Pseudo LRU (P-LRU) models a balanced binary tree where the root of the tree is bit 0. We approach this as two different parts updating the P-LRU and finding the least recently used. Finding last recently used consists of reading the P\_LRU bits beginning at bit 0. This provides the direction using the P-LRU scheme. A 1 indicates right and 0 indicates left. To find the next bit to read or write we used the value of the current bit index beginning at 0 and apply bit index times 2 plus 2 (bit# \* 2 + 2) when going right and bit index times 2 plus 1 (bit# \* 2 + 1) when going left. We began with a variable named victim set at 0 and at every level we left shift “victim” by one bit and make bit 0 of victim equal to the bit just read that determined the direction on the P-LRU.

Updating the P-LRU was implemented by computing ( initial value of root is 0 an n=1) and traversing the bits with the same approach as finding the victim. Once root is calculated we compare with the variable “tag\_matched\_line” . If tag\_matched\_line is greater than or equal to root, we clear our current bit on P-LRU or if it is less than we set the current bit indicating that LRU must be in opposite direction of my current traversal. The process is repeated using the next bit based on direction taken with a new root of the tree, increasing n by 1 at each level of the tree. Then root is updated by if we go right or if we go left. Process repeats splitting into smaller trees until the last bottom level is reached.

**Verification**

To verify that our simulator functioned correctly, we used a few different testing techniques. Our first testing technique involved unit testing. For each sub-system of the cache (MESIF, pseudo LRU), we created a dummy main function that would test only it's own sub-module. Within the sub-modules, we wrote a battery of tests that would be called from the main function. The tests were designed to be as exhaustive as possible. For example, in the MESIF module, we went into every MESIF state and made sure that the correct transition happened when a trace operation occurred. To avoid having to check the output by hand, we used some extra debug variables and the assert library to make sure our output was correct for the given situation. If a test failed, the simulator would fail out and tell us the exact line that the failure occurred at.

Once all of the unit tests were passing for each sub-module, we hooked the trace decode logic up to the MESIF and pseudo LRU sub-modules. We then re-wrote all of the unit tests for each sub-module into separate trace files. By running through the units tests again in trace file form, we were able to identify bugs that were occurring in the decode logic, since the sub-modules themselves were proven correct in our previous tests.

Once the unit tests in trace form were passing, we created some new trace tests. First, we wrote a test that would test to see if the cache properly handled reads/writes along with hits/misses. If the number of reads/write and hits/misses didn't match what we expected at the end of the trace, we knew that there was an error.

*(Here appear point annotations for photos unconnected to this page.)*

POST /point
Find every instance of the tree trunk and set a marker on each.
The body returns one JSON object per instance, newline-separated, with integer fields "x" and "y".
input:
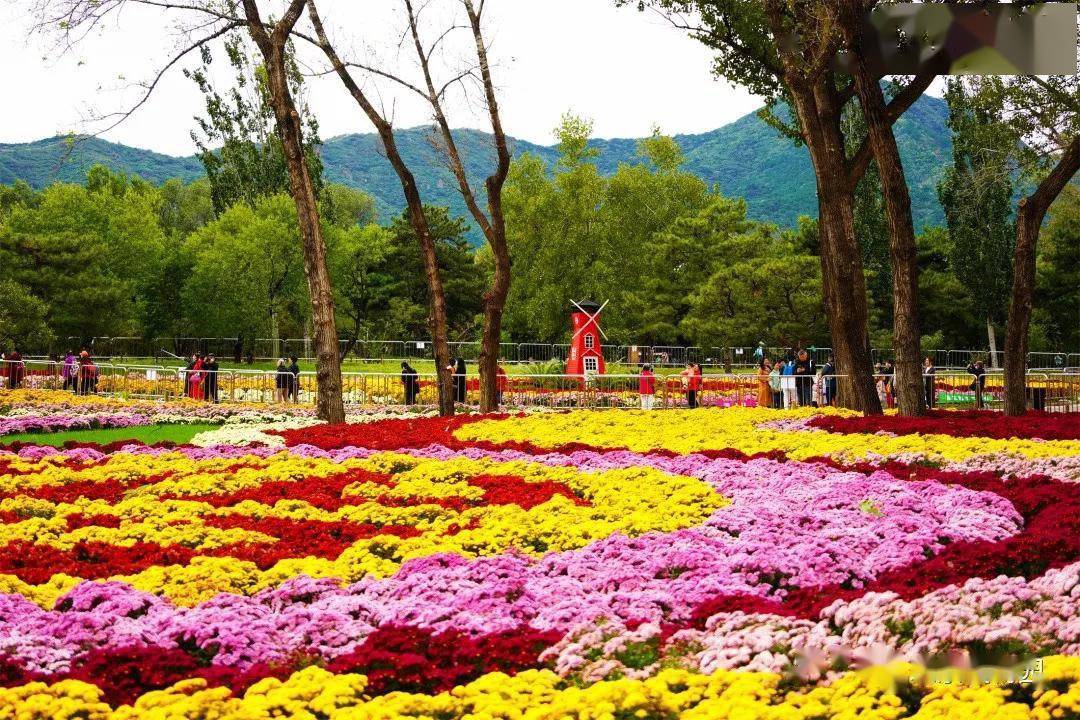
{"x": 495, "y": 300}
{"x": 329, "y": 405}
{"x": 993, "y": 341}
{"x": 436, "y": 297}
{"x": 907, "y": 382}
{"x": 842, "y": 282}
{"x": 1029, "y": 216}
{"x": 274, "y": 335}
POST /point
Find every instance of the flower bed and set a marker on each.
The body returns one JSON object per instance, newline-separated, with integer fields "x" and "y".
{"x": 680, "y": 564}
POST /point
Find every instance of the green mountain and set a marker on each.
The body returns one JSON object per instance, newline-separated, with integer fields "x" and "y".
{"x": 745, "y": 159}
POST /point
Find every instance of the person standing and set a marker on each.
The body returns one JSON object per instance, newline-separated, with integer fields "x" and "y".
{"x": 68, "y": 370}
{"x": 647, "y": 386}
{"x": 15, "y": 369}
{"x": 88, "y": 375}
{"x": 890, "y": 383}
{"x": 211, "y": 367}
{"x": 690, "y": 381}
{"x": 294, "y": 385}
{"x": 188, "y": 369}
{"x": 804, "y": 379}
{"x": 774, "y": 386}
{"x": 980, "y": 382}
{"x": 828, "y": 375}
{"x": 281, "y": 381}
{"x": 764, "y": 391}
{"x": 501, "y": 381}
{"x": 410, "y": 383}
{"x": 458, "y": 380}
{"x": 929, "y": 372}
{"x": 194, "y": 379}
{"x": 787, "y": 385}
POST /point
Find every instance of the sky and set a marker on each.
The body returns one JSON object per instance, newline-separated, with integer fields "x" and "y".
{"x": 625, "y": 70}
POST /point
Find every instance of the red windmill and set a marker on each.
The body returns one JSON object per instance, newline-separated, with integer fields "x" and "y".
{"x": 586, "y": 355}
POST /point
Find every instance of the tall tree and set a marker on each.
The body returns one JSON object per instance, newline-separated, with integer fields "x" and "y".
{"x": 273, "y": 42}
{"x": 1043, "y": 114}
{"x": 238, "y": 140}
{"x": 202, "y": 24}
{"x": 383, "y": 125}
{"x": 784, "y": 51}
{"x": 246, "y": 272}
{"x": 976, "y": 195}
{"x": 898, "y": 204}
{"x": 490, "y": 220}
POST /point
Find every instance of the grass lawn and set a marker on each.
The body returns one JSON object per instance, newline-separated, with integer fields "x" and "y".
{"x": 148, "y": 434}
{"x": 423, "y": 366}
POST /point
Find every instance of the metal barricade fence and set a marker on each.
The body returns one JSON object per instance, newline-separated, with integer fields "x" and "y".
{"x": 126, "y": 349}
{"x": 1049, "y": 391}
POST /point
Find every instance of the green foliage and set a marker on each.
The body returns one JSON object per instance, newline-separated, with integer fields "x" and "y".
{"x": 745, "y": 159}
{"x": 1057, "y": 282}
{"x": 463, "y": 280}
{"x": 22, "y": 318}
{"x": 574, "y": 233}
{"x": 238, "y": 139}
{"x": 976, "y": 193}
{"x": 761, "y": 287}
{"x": 945, "y": 304}
{"x": 85, "y": 252}
{"x": 247, "y": 273}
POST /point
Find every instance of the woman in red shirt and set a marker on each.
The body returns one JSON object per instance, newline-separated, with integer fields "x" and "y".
{"x": 647, "y": 386}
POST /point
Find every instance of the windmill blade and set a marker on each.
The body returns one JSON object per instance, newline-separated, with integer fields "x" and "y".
{"x": 591, "y": 318}
{"x": 603, "y": 335}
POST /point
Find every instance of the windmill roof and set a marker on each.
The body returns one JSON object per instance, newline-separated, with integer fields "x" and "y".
{"x": 589, "y": 306}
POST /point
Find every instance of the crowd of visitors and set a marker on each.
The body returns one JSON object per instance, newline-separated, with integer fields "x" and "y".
{"x": 201, "y": 378}
{"x": 79, "y": 374}
{"x": 287, "y": 380}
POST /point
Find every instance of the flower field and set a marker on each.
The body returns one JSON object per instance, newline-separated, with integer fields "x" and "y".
{"x": 738, "y": 562}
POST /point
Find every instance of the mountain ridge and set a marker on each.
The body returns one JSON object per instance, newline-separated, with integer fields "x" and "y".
{"x": 745, "y": 158}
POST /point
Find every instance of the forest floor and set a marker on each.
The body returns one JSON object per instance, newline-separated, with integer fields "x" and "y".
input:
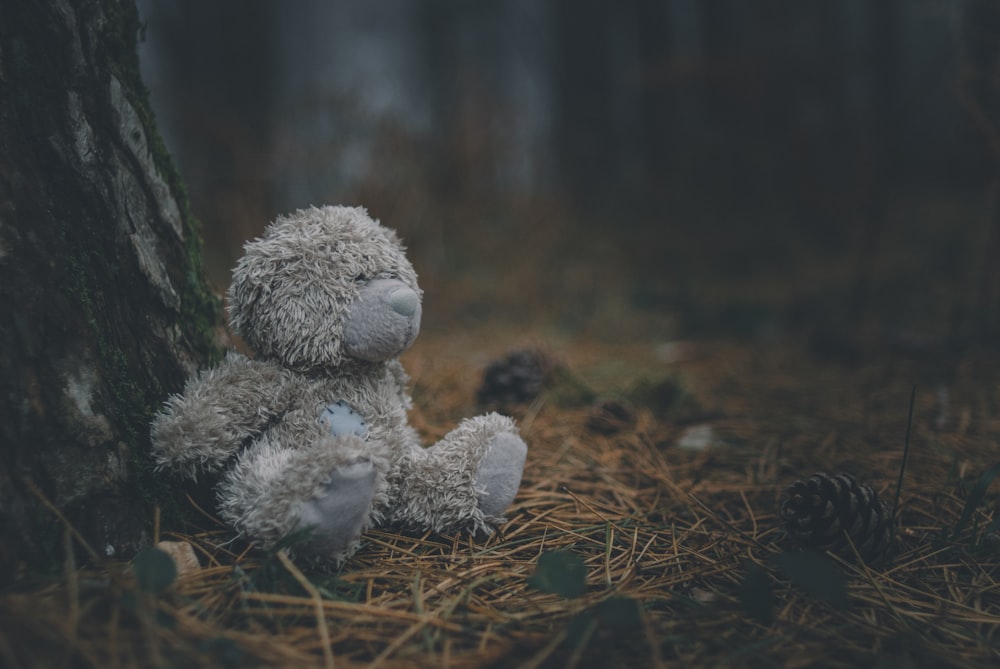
{"x": 646, "y": 529}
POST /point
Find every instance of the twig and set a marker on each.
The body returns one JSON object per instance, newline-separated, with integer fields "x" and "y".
{"x": 902, "y": 470}
{"x": 59, "y": 514}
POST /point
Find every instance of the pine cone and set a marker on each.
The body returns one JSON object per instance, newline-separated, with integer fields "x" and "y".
{"x": 517, "y": 378}
{"x": 819, "y": 511}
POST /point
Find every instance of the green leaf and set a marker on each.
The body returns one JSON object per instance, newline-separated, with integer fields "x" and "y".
{"x": 755, "y": 593}
{"x": 816, "y": 575}
{"x": 580, "y": 628}
{"x": 154, "y": 570}
{"x": 976, "y": 496}
{"x": 619, "y": 612}
{"x": 560, "y": 573}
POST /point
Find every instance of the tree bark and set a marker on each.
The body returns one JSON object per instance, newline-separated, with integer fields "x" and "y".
{"x": 103, "y": 309}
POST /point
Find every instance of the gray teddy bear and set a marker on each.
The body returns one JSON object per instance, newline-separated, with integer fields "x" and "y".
{"x": 312, "y": 433}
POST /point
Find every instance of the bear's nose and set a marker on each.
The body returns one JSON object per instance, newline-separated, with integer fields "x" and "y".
{"x": 403, "y": 301}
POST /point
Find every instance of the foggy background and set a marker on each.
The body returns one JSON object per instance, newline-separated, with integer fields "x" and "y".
{"x": 683, "y": 166}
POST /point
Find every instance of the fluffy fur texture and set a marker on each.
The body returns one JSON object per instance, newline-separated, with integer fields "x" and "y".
{"x": 313, "y": 433}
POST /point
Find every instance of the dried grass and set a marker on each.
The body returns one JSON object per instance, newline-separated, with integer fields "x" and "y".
{"x": 673, "y": 531}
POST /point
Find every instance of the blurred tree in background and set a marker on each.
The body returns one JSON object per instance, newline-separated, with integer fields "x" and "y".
{"x": 699, "y": 139}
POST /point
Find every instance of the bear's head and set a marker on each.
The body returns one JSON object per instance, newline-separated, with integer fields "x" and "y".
{"x": 325, "y": 285}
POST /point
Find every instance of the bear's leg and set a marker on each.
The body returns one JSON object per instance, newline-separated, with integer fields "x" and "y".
{"x": 327, "y": 489}
{"x": 465, "y": 481}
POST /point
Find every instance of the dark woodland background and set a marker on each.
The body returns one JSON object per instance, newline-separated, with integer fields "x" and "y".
{"x": 683, "y": 167}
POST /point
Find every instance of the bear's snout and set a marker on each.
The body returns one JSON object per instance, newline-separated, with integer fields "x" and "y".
{"x": 383, "y": 321}
{"x": 403, "y": 301}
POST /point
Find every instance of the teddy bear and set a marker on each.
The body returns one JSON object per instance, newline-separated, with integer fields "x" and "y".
{"x": 311, "y": 434}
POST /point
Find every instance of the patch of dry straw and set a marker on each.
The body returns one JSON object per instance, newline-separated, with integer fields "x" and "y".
{"x": 672, "y": 531}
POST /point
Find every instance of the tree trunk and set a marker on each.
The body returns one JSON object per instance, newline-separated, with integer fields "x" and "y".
{"x": 103, "y": 309}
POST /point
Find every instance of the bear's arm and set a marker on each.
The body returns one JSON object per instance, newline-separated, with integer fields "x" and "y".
{"x": 200, "y": 429}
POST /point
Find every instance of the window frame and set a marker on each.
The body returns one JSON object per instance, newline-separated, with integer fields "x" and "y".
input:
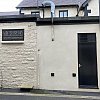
{"x": 35, "y": 13}
{"x": 63, "y": 11}
{"x": 13, "y": 41}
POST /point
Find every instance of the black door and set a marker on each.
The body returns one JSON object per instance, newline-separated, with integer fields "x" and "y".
{"x": 87, "y": 60}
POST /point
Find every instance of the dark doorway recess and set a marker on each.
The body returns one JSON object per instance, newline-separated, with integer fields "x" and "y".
{"x": 87, "y": 60}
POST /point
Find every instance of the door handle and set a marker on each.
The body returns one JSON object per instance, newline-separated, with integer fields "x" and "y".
{"x": 80, "y": 65}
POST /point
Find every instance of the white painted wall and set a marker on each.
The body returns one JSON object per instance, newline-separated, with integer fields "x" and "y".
{"x": 61, "y": 56}
{"x": 94, "y": 6}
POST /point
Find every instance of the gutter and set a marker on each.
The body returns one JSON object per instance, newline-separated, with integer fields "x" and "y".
{"x": 82, "y": 6}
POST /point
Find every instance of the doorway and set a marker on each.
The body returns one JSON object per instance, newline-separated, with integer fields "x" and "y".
{"x": 87, "y": 60}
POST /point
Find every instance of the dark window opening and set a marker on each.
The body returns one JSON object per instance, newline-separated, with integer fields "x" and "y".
{"x": 36, "y": 14}
{"x": 63, "y": 13}
{"x": 13, "y": 35}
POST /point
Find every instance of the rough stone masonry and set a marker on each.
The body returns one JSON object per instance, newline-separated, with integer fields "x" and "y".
{"x": 18, "y": 61}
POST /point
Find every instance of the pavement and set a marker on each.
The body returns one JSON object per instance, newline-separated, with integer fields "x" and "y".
{"x": 51, "y": 93}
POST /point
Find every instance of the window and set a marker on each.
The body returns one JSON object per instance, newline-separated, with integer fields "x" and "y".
{"x": 36, "y": 14}
{"x": 13, "y": 35}
{"x": 63, "y": 13}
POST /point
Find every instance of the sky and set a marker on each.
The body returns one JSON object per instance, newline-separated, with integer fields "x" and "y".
{"x": 8, "y": 5}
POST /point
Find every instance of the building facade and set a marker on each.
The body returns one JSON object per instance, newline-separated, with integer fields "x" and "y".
{"x": 59, "y": 52}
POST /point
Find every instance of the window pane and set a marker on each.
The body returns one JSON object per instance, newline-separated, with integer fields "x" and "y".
{"x": 13, "y": 35}
{"x": 65, "y": 14}
{"x": 61, "y": 14}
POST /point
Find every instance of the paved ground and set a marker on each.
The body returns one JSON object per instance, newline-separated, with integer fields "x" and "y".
{"x": 28, "y": 96}
{"x": 13, "y": 94}
{"x": 23, "y": 97}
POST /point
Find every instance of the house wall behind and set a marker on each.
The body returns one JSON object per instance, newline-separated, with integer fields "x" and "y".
{"x": 72, "y": 11}
{"x": 18, "y": 62}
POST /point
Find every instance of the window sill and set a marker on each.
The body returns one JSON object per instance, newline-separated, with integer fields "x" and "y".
{"x": 13, "y": 42}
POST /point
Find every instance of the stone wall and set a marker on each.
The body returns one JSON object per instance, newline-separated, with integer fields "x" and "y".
{"x": 18, "y": 61}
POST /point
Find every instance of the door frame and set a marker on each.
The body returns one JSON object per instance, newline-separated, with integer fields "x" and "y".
{"x": 96, "y": 62}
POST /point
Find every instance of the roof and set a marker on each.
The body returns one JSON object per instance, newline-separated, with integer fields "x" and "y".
{"x": 35, "y": 3}
{"x": 9, "y": 13}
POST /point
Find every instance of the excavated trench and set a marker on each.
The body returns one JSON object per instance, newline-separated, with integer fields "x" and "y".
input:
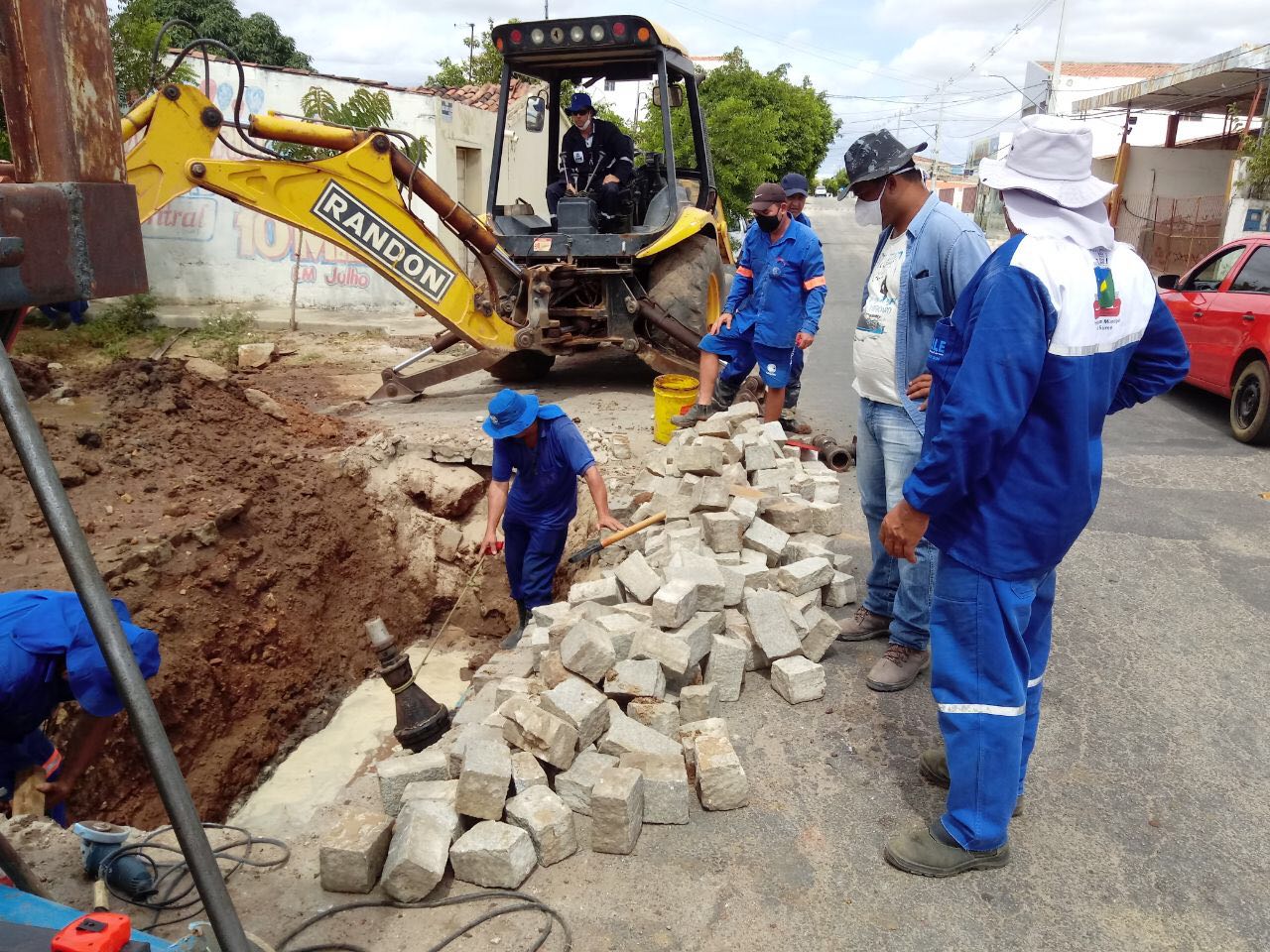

We wrote two tests for our posted write buffer. The first test evicts a non-dirty line, confirming that the write buffer does not receive the non-dirty line. Then a dirty line is evicted and the write buffer is printed, showing the dirty line in the buffer. We then do a read to the same address as the evicted line to make sure that the cache reads from the write buffer and not DRAM. Finally, 3 more reads to the same address occur and then a print to confirm that the write buffer writes the line back to DRAM after 5 trace operations. Our second test checks to see if the write buffer successfully removes a currently present line when a new dirty line is written to the same address. The combination of these two tests should check all of the corner cases of the write buffers behavior.